After a reporter pointed out that Repicky stated the number of complaints in a public meeting, Butler wrote:
“I confirmed the review board has not been trained yet to conduct investigations into citizen complaints against the police department, and that the scheduling of this training is underway. As such, the board has neither received nor reviewed any complaints in 2020 or 2021.”
Cleveland Documenters has again requested the resident complaints filed in 2020 and 2021 but has not received those complaints. Repicky has not responded to questions asking why the board wasn’t trained in 2020 and 2021 or if the board was ever trained following the 2018 agreement. UCI did provide the names of the individuals it says are complaint-board members.
Butler’s response about UCI’s complaint board is similar to what ProPublica was told two years ago. In its September 2020 story about racial bias among several Cleveland private police forces, ProPublica reported that UCI was still in the process of establishing its complaint board as required by the 2018 agreement, which gives it 90 days to do so.
Council Member Kevin Conwell (Ward 9) told Cleveland Documenters he wasn’t too surprised by the board not being trained in 2020 and 2021 because of UCI police behavior described in the ProPublica report, specifically the fact that 88 percent of the nearly 2,000 drivers cited by UCI police since 2015 were Black.
Regardless, the legislation is needed based on a safety-first principle, Conwell said.
“My job is to protect people that live, work and travel through the City of Cleveland,” he said, adding that he constantly hears from neighbors about gunshots and once had to fend off someone trying to break into his home. “I want [the legislation] because I need safety for my residents.”
Oversight and accountability are needed, too, he said, from council and from the Department of Public Safety.
In an April 27 Safety Committee meeting, where discussions of the legislation resumed, Council Member Charles Slife (Ward 17) asked what options the city had if an agency were to deviate from what’s written in their MOU. Director of Public Safety Karrie Howard said it could choose to end the MOU, which he views as agreements of mutual aid.

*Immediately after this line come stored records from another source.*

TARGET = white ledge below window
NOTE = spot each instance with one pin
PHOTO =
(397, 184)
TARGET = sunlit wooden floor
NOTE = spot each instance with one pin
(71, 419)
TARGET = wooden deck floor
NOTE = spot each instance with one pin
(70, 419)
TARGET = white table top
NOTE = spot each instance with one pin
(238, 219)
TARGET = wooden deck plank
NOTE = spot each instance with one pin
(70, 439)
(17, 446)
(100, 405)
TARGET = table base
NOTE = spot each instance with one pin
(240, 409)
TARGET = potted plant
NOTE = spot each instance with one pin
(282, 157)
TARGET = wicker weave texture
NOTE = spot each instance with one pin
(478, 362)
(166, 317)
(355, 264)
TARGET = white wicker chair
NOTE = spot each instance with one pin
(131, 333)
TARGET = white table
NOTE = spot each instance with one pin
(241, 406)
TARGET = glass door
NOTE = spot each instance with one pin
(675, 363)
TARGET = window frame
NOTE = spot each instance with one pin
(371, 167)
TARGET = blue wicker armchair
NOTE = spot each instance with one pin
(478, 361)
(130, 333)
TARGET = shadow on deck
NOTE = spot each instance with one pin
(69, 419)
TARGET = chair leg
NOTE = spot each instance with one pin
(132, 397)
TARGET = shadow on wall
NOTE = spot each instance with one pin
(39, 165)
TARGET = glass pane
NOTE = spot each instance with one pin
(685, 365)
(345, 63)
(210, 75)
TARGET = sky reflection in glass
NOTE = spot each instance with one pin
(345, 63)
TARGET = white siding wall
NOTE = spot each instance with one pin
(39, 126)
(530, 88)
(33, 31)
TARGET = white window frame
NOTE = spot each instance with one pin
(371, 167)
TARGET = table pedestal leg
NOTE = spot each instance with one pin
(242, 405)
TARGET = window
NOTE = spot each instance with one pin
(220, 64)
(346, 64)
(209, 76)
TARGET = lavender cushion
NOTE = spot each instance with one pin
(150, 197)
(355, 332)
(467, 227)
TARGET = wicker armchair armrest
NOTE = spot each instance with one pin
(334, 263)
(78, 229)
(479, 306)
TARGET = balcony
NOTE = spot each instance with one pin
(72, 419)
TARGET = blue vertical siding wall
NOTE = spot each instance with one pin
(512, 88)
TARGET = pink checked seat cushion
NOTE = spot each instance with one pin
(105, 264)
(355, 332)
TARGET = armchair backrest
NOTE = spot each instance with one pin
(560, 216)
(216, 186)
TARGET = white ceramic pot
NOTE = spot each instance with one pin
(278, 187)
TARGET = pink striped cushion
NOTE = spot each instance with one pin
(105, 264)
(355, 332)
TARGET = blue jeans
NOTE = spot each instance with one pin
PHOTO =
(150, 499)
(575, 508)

“It’s logical to assume that the reason we are in these MOUs is that our partners foresee a need or a time that they will need us to assist as we will need them to assist,” he said in the meeting. “That need creates the obligation for us to be in compliance with the agreement that we have.”
The Department of Public Safety, which proposed the expansion legislation being considered, did not provide comment for this story. The agreement with UCI is set to expire Dec. 1.
Council Member Mike Polensek (Ward 8) also told Cleveland Documenters that accountability is crucial. And with several private police agencies operating in the city, a uniform adherence to Cleveland Division of Police (CDP) policies — including body cameras, oversight, and providing due process to citizens with complaints — is needed, he said.
“That was one of the reasons why the Justice Department came in here; the citizens were not treated right and fairly,” Polensek said. “And so I think we’ve made good progress. But are we where we need to be collectively, not just within CPD, but with all these outside agencies? No, I don’t believe we’re where we need to be at this point.”
Polensek, in the April 27 meeting, reiterated the need to make sure all future MOUs require private police departments to adhere to the same policies CDP does, including the consent decree, for the sake of accountability and transparency.
The committee approved the UCI and CWRU legislation, with amendments that would require the director of public safety to report quarterly to the committee about the police agencies’ activity in their jurisdictions. Both emergency ordinances would still have to be approved by the Finance, Diversity, Equity and Inclusion Committee and then voted on by the full council.